Nicola Materazzi : un homme tranquille à l'origine des plus incroyables italiennes
LES VOITURES DU MONDE - En 1987, la Ferrari F40 bat le record de vitesse en atteignant 325 km / h. Elle est, entre autres, l'oeuvre d'un ingénieur que tout oppose au style de vie des clients de supercars.
Son CV est impressionnant, sans doute le plus incroyable du gotha, plutôt chargé, de l’automobile italienne au rayon ingénieurs. Rien qu’à rappeler quelques autos que Nicola Materazzi a développé, on a le tournis. La Lancia Stratos, les Ferrari 288 GTO et F40, tout comme la Bugatti EB110, c’est lui, du moins en partie.
Avec de telles autos à son actif, on l’imagine flambeur comme elles, mais c’est tout le contraire. Il avait une allure d’universitaire et de chercheur, ce qu’il fût à ses débuts, et n’aimait rien tant que sa bibliothèque bourrée de livres, techniques ou pas, dont certains étaient de sa plume et il se tenait loin de ceux qui achetaient les œuvres qu’il avait conçues.

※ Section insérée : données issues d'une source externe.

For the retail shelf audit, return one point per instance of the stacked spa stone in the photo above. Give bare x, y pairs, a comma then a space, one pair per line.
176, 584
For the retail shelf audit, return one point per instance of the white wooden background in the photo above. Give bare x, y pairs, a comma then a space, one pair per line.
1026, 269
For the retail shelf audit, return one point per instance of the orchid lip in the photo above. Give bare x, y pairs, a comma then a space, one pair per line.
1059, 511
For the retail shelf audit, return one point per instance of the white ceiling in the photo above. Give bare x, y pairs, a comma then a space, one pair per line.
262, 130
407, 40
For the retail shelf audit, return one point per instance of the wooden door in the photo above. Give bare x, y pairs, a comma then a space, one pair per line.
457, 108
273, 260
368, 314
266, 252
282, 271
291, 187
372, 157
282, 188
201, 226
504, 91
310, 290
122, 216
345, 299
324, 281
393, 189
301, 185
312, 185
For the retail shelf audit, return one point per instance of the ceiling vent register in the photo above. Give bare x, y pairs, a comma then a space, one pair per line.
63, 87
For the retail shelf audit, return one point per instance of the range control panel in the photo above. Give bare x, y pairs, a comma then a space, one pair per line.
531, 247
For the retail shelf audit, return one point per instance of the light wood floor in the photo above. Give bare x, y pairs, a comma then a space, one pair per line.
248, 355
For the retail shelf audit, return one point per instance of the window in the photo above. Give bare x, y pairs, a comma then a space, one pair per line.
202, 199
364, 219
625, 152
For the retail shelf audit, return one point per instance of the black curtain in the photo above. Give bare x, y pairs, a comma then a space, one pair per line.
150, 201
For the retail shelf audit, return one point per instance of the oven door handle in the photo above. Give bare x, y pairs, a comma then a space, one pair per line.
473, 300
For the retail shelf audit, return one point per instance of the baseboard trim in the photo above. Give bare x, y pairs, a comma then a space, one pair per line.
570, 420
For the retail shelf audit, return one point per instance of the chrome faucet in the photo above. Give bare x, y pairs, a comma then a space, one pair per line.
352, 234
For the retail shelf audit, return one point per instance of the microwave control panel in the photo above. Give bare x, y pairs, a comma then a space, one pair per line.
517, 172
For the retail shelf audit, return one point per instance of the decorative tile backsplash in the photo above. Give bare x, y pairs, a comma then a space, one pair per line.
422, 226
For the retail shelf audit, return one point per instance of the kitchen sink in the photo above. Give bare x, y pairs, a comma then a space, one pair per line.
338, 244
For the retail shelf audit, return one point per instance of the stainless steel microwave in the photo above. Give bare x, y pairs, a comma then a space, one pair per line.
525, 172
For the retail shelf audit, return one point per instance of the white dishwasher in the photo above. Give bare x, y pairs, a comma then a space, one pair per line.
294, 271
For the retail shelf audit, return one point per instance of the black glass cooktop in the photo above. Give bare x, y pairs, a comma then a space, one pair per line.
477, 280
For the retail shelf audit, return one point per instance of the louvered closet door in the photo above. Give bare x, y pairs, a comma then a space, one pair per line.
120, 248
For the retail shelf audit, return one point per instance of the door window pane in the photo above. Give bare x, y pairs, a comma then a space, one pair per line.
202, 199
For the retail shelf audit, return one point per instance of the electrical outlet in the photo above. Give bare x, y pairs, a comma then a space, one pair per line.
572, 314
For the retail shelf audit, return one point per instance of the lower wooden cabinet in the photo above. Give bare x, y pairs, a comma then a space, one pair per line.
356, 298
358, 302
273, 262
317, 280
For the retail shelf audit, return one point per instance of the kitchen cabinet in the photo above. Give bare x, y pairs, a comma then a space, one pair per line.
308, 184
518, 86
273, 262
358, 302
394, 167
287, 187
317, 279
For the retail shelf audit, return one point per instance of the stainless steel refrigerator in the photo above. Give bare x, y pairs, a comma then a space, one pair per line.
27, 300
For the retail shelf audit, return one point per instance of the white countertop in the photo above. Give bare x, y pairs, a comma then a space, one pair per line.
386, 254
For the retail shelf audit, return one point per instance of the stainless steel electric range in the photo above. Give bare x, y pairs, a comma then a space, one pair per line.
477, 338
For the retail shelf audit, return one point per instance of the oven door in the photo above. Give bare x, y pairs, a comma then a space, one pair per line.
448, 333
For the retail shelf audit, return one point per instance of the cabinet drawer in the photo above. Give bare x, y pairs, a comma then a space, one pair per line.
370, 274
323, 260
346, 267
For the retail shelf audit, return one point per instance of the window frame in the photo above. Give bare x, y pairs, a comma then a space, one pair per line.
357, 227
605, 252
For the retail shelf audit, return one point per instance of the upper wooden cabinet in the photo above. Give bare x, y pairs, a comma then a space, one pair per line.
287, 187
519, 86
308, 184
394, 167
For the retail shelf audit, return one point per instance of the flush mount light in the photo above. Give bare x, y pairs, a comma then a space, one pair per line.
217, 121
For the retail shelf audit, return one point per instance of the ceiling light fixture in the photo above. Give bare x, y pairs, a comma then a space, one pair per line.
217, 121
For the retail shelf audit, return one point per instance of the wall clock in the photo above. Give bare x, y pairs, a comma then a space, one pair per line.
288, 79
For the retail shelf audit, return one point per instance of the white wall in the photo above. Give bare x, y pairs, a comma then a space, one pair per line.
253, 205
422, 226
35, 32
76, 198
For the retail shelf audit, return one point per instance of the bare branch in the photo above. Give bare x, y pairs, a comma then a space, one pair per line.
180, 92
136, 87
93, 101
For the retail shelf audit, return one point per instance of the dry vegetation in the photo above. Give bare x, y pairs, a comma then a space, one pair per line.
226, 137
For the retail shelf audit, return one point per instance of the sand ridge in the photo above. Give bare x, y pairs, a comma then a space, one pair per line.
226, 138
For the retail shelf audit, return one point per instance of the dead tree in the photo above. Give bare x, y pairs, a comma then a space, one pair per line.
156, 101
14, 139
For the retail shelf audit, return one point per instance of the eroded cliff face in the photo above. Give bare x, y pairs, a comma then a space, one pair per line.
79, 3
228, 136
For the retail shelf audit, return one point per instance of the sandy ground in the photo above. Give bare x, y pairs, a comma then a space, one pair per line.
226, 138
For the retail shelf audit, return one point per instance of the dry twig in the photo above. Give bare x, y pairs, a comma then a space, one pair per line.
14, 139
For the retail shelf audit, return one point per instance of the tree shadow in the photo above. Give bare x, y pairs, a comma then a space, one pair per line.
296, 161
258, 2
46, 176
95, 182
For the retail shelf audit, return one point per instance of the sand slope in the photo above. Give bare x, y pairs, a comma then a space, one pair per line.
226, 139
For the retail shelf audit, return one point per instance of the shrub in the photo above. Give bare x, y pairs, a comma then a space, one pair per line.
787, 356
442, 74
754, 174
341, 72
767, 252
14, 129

Loin de Turin et de Maranello
Peut-être ses origines lui ont-elles apporté ce détachement ? Car il est né dans le Cilento, au sud de l’Italie en 1939. Loin, très loin de l’Italie du Nord et de l’opulence, de Milan, Turin ou Modène ou s’inventait la voiture italienne d’après-guerre. Pourtant, les voitures, il en rêvait et rêvait de les concevoir. Son diplôme d’ingénieur en poche, obtenu à Naples, il enseigne quelque temps. Mais il s’ennuie et décide de quitter le pays, du moins cette partie du pays où l’on ne comprend pas son rêve. Direction Turin ou il trouve un poste chez Lancia.
Materazzi est un spécialiste du calcul. Châssis, direction et suspensions passent par ses équations. Il est remarqué et, rapidement, est intégré à l’équipe qui développe la Stratos, aux côtés de Marcello Gandini. La voiture entrera non seulement dans la légende du rallye, mais elle a permis à l’ingénieur de découvrir et parfaire sa connaissance dans l’élément qui commence à agiter tout le cercle du sport auto dans ces années 70 : le turbo.
La suralimentation va devenir sa carte de visite et lui permet d’entrer au ciel, celui de Maranello, chez Ferrari. Le Commendatore, en bon conservateur, est plutôt réticent à l’adoption de ce nouveau gadget, mais il cède, sur les conseils de son équipe, et en se rendant à l’évidence des progrès du moteur Renault en F1. L’ingénieur napolitain intègre la Scuderia, mais le patron lui a fait une promesse : lui permettre de développer, en parallèle, des autos de séries. Et bien lui en a pris.
Ferrari est dans une mauvaise passe, comme ce fut souvent le cas dans le passé, et Fiat, devenu l’un des gros actionnaires, fait pression. Les autos produites ne sont plus à la hauteur, tirées vers le bas par le puissant groupe turinois. Mais plutôt que de faire moins puissant et moins cher, le Cavallino va faire l’inverse : créer des autos plus exclusives et, tant qu’à faire, plus chères. 300 ch ? Pas suffisant. Pour Materazzi, une auto de route peut développer 400 ch. Sans problème. Alors, après la 288 GTO, Enzo Ferrari va lui confier, peu avant sa mort, ce qui sera son chef-d’œuvre : la F40.
La supercar c'est pour le week-end
L’ingénieur n’a pas de famille, sa vie est à Maranello et son enfant, c’est la supercar Ferrari. il va lui consacrer tout son temps : la semaine il travaille sur les autos de série et sur la F1 de la Scuderia, et il consacre ses week-ends à la F40. Trois ans plus tard, en 1987, elle fait ses premiers tours de piste sous les yeux de Ferrari, très malade. La presse se presse sur les bords de la piste, bluffée. Surtout les journalistes de Quattroruote qui souhaitent chronométrer l’engin. Rendez-vous est pris et, quelques semaines plus tard, l’auto est mesurée à 325 km / h. Record du monde.
La F40 est un succès, du moins pour une auto à près d’un million d’euros. En cinq ans, 1 311 exemplaires sortent des ateliers et sont vendus. Ce sera la dernière auto du Commendatore qui meurt l’année suivant sa création. Et la dernière Ferrari de Materazzi. Fiat a pris le contrôle et il ne supporte plus les injonctions, parfois contradictoires, des Turinois. Il se réfugie chez son ami Claudio Castiglioni qui dirige le constructeur de motos Cagiva. Il reviendra à l’automobile une dernière fois pour développer l’éphémère Bugatti EB110, avant de se retirer définitivement dans sa bibliothèque. Il nous a quitté en 2022. Il avait 83 ans.